Menlu Retno Terus Pantau WNI yang Alami Kecelakaan di Penang

Fadel Prayoga, Okezone · Rabu 25 Oktober 2017 21:16 WIB
https: img.okezone.com content 2017 10 25 337 1802429 menlu-retno-terus-pantau-wni-yang-alami-kecelakaan-di-penang-dH0qVWUWJs.jpg Menlu Retno LP Marsudi (Foto: Fadel/Okezone)

JAKARTA - Menteri Luar Negeri (Menlu) RI Retno Marsudi mengatakan, pihaknya mengawasi perkembangan kecelakaan maut yang melibatkan Warga Negara Indonesia (WNI) di Penang, Malaysia. Dalam peristiwa nahas tersebut terdapat tujug dari 39 WNI di dalam bus tersebut meninggal dunia.

"Kita ingin ucapkan duka cita yang mendalam, dan simpatik kepada keluarga korban WNI yang meninggal dunia dan juga saat ini masih ada di rumah sakit (RS) karena kecelakaan bus di Penang," kata Retno di Komplek DPR, Senayan, Jakarta Pusat, Rabu (25/10/2017).

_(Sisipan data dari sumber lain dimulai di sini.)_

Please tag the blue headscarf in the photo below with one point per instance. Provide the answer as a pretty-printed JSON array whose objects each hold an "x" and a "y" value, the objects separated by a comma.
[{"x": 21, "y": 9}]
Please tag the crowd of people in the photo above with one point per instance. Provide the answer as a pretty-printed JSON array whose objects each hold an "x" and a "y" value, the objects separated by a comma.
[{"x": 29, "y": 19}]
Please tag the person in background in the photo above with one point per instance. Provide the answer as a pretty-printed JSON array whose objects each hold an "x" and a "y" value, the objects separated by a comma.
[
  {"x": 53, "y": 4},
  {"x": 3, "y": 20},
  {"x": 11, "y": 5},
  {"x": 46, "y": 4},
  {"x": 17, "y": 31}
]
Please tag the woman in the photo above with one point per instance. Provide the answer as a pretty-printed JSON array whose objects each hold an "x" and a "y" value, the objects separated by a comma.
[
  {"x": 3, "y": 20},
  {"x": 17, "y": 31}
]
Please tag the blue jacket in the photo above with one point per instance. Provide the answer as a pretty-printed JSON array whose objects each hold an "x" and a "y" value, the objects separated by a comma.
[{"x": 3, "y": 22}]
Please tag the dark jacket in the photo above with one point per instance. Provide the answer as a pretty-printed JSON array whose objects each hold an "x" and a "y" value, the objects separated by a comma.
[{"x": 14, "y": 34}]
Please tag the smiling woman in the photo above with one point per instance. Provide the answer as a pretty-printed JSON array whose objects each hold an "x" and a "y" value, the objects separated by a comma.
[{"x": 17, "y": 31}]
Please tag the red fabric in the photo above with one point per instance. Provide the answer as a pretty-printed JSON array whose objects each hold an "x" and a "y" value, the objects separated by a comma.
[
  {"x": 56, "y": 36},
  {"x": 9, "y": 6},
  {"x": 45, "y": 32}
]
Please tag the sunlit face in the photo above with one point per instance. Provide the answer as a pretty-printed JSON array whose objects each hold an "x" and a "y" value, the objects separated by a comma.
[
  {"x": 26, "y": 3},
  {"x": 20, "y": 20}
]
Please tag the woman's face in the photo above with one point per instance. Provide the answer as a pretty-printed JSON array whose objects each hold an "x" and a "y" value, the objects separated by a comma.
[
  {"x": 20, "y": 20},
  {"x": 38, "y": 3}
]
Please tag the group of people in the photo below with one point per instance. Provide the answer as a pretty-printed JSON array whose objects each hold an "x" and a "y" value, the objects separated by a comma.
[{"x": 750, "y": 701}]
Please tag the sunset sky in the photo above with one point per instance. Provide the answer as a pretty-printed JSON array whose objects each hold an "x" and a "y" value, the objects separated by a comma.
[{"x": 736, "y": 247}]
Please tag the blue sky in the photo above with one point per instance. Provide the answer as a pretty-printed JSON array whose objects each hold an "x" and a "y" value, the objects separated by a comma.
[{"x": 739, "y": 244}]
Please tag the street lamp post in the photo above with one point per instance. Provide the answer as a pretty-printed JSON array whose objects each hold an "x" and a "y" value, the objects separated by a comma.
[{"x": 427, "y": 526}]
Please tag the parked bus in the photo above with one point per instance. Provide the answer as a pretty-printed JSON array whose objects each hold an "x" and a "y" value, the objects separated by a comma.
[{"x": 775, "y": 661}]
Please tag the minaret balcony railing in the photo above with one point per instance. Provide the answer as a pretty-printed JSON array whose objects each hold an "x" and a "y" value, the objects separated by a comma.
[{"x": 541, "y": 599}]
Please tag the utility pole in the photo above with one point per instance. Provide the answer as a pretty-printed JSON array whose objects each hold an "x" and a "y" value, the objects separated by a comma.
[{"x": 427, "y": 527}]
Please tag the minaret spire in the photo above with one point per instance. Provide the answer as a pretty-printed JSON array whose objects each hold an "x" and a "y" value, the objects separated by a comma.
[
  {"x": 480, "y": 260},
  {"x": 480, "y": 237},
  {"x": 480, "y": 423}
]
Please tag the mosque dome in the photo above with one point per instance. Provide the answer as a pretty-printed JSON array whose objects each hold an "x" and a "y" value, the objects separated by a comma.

Retno menerangkan, hingga saat ini pihaknya tengah melakukan komunikasi intensif dengan Konsulat Jenderal Indonesia di Penang guna mengetahui kondisi terkini WNI tersebut.

"Kapasitas bus itu 40 orang, 39 orang di antaranya WNI, meninggal 7 orang, dalam kondisi kritis 2 orang, saat ini berada di UGD 8 orang, kita melakukan perawatan inap 12 oranng. Saat tadi saya telepon ada yang sedang menjalani scan 1 orang dan yang rawat jalan adalah 9 orang," paparnya.

Menurut Retno, pemerintah sedang berupaya maksimal untuk melakukan pendampingan bagi keluarga korban yang meninggal. Dirinya pun bakal memberikan informasi terbaru ihwal perkembangan selanjutnya.

"Pihak KJRI dan Kemenlu sudah melakukan komunikasi dengan keluarga-keluarga korban dan Insya Allah kita akan terus memantau dan mendampingi keluarga dan mengurus keperluan setelah kejadian ini terjadi," tukasnya.

Sekadar informasi, kecelakaan maut antara bus karyawan pabrik Sony dan Plexus itu terjadi di kilometer 47, Lebuh Utara Selatan, Pulau Penang, Malaysia pada Selasa kemarin, sekira pukul 6 pagi waktu setempat.

Tabrakan tersebut mengakibatkan delapan orang tewas dan 26 lainnya terluka. Korban tewas terdiri dari tujuh WNI dan seorang warga Malaysia.

Mayoritas karyawan yang menumpangi bus tersebut adalah karyawati yang berasal dari Indonesia dan Nepal.